APIs for applications are fixed at manufacture. Therefore it is not
possible to postpone, for example, new media types and/or other
upgrades. Turning to FIG. 4, a mobile device of the present
invention utilizes an open OS, such as for example, Linux or
Windows. Additionally, a modem interface is abstracted such that it
is agnostic to the particular interface, for example radio
interfaces such as GSM, CDMA, UMTS, etc. that would traditionally
utilize dedicated functionality.
[0033] Referring to FIG. 4, there is provided a block diagram
generally representing functional layers 400 included in the memory
portion 306 (shown in FIG. 3) of a client device, such as the
wireless communication device 102, 216. The functional layers 400
include low-level layers 402 including a modem layer 404 and an
operating system layer 406, a mid-level layer 408 also known as a
framework layer 410, and high-level layers 412 including a user
interface layer 414 and a services layer 416. The modem layer 404
may be an abstracted interface to a modem circuit of the client
device in which services are accessed through message passing. The
modem layer 404 may be air-interface agnostic, i.e., may operate
using a wide variety of air interface protocols. The modem layer
404 may also be an abstracted interface to an RTOS, and executive
application programming interfaces (API's) may be encapsulated in a
thin interface layer. Further, the modem code may be on a separate
processor or co-resident with application code.

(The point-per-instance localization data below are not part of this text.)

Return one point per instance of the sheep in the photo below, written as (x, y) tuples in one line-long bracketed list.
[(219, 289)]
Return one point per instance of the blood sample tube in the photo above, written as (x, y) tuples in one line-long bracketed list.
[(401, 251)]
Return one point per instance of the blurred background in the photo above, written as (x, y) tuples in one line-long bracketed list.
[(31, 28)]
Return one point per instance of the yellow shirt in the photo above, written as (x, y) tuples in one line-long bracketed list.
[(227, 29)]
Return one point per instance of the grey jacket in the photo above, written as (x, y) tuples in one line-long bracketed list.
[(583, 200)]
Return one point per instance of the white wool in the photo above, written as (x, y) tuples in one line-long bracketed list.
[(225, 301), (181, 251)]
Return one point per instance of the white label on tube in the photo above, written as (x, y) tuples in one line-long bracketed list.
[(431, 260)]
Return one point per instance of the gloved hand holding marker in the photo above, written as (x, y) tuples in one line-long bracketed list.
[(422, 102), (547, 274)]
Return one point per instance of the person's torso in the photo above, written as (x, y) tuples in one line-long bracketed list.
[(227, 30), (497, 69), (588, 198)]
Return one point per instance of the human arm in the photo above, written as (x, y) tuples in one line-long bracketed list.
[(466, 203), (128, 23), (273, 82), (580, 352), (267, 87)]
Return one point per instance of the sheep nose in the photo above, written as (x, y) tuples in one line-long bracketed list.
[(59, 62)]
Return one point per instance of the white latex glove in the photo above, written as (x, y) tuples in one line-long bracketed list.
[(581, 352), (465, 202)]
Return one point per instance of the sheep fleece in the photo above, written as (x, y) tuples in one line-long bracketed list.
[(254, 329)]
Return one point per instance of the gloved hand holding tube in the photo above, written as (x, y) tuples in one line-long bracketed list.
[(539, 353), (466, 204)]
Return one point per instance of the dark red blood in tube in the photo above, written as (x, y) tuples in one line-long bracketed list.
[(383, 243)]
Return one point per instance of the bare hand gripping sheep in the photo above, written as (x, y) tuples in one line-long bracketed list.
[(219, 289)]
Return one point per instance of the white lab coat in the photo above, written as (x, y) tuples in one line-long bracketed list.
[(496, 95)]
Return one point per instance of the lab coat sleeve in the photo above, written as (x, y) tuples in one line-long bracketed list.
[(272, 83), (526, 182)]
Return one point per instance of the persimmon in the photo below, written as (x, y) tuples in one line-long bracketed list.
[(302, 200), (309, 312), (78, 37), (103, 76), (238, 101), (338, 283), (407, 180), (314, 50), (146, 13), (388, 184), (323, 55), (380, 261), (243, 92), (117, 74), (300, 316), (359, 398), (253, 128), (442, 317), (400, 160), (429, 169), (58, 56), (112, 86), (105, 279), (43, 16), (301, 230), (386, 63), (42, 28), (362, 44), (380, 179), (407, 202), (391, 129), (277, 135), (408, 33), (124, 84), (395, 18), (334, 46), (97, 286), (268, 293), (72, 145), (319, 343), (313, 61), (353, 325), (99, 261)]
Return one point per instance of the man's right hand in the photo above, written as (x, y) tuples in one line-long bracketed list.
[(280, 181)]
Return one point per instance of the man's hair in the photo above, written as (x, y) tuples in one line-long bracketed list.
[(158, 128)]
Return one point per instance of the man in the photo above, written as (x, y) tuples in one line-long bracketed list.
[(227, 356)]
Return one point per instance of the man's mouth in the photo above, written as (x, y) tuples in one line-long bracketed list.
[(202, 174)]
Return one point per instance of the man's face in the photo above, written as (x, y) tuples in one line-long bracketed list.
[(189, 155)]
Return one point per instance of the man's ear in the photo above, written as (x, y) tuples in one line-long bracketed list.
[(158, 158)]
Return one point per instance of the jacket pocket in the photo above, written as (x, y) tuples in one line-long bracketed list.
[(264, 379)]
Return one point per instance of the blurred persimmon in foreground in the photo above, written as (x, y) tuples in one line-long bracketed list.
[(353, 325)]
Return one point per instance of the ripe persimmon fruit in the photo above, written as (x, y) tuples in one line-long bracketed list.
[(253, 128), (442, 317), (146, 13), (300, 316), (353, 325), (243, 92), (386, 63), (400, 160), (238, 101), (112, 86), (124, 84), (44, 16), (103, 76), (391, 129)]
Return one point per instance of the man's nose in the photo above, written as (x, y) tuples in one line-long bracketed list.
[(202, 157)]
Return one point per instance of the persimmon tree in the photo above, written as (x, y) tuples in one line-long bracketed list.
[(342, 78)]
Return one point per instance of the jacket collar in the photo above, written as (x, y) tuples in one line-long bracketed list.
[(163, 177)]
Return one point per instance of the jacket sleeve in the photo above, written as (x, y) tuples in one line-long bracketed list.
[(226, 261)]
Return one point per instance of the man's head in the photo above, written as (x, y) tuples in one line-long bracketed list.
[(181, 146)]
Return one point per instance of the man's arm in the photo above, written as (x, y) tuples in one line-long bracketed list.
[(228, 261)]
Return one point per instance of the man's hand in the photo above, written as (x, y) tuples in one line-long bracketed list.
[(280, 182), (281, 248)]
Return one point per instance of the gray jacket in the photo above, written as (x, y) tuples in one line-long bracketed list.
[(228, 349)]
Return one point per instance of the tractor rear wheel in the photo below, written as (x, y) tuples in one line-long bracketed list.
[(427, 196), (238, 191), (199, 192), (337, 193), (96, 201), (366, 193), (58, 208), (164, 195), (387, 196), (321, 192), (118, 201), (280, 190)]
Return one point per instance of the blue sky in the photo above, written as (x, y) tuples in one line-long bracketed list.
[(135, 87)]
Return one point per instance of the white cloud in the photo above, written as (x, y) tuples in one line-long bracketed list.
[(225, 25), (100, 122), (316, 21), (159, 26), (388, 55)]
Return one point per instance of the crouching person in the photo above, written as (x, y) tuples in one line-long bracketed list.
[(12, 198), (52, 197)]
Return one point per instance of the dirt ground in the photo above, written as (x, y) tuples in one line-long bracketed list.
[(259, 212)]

[0034] The operating system layer 406 operates above the modem
layer 404 and provides basic platform services for the client
device, such as process management, memory management, persistent
storage (file system), Internet networking (TCP/IP), and native
access security and application-to-application protection. The
operating system layer 406 may expose native services based upon
standards-defined API's (POSIX). The operating system layer 406 may
host native applications, such as system daemons, specific-language
interpreters (such as JAVA), and second-party native applications
(such as a browser). Daemons are executable code that run as
separate background processes and provide services to other
executable code(s) or monitor conditions in the client device.
[0035] The framework layer 410 provides an operable interface
between the low-level layers 402 and the high level layers 412 that
provides ample opportunities for current and future functions and,
yet, is efficient enough to avoid provide unnecessary code that may
waste precious memory space and/or slow-down the processing power
of the client device. Key features of the framework layer 410 may
include, but are not limited to, hierarchical class loaders,
application security, access to native services, and compilation
technology for performance. Although the operating system layer 406
may host system daemons and specific-language interpreters, the
framework layer 410 should actually include such system daemons and
specific-language interpreters. The framework layer 410 may also
include a framework for managing a variety of services and
applications for the client device. For one embodiment, the
framework layer 410 is an always-on CDC/FP/PBP JVM, OSGi
framework.
[0036] The services layer 416 is adapts the framework layer 410 to
wireless communication services. The services layer 416 includes
services packaged in modular units that are separately life-cycle
managed (e.g., start, stop, suspend, pause, resume); are separately
provisioned, upgraded and withdrawn; and abstracts the complexity
of the service implementation from a user of the client device.
Services are modular, extensible and postponeable so that, within
the services layer 416, services may be added, upgraded and removed
dynamically. In particular, the services layer 416 includes a
lookup mechanism so that services may discover each other and
applications may discover services used by other services, e.g.,
service provider interfaces (SPI's), and services used by
applications, e.g., application programming interfaces (API's).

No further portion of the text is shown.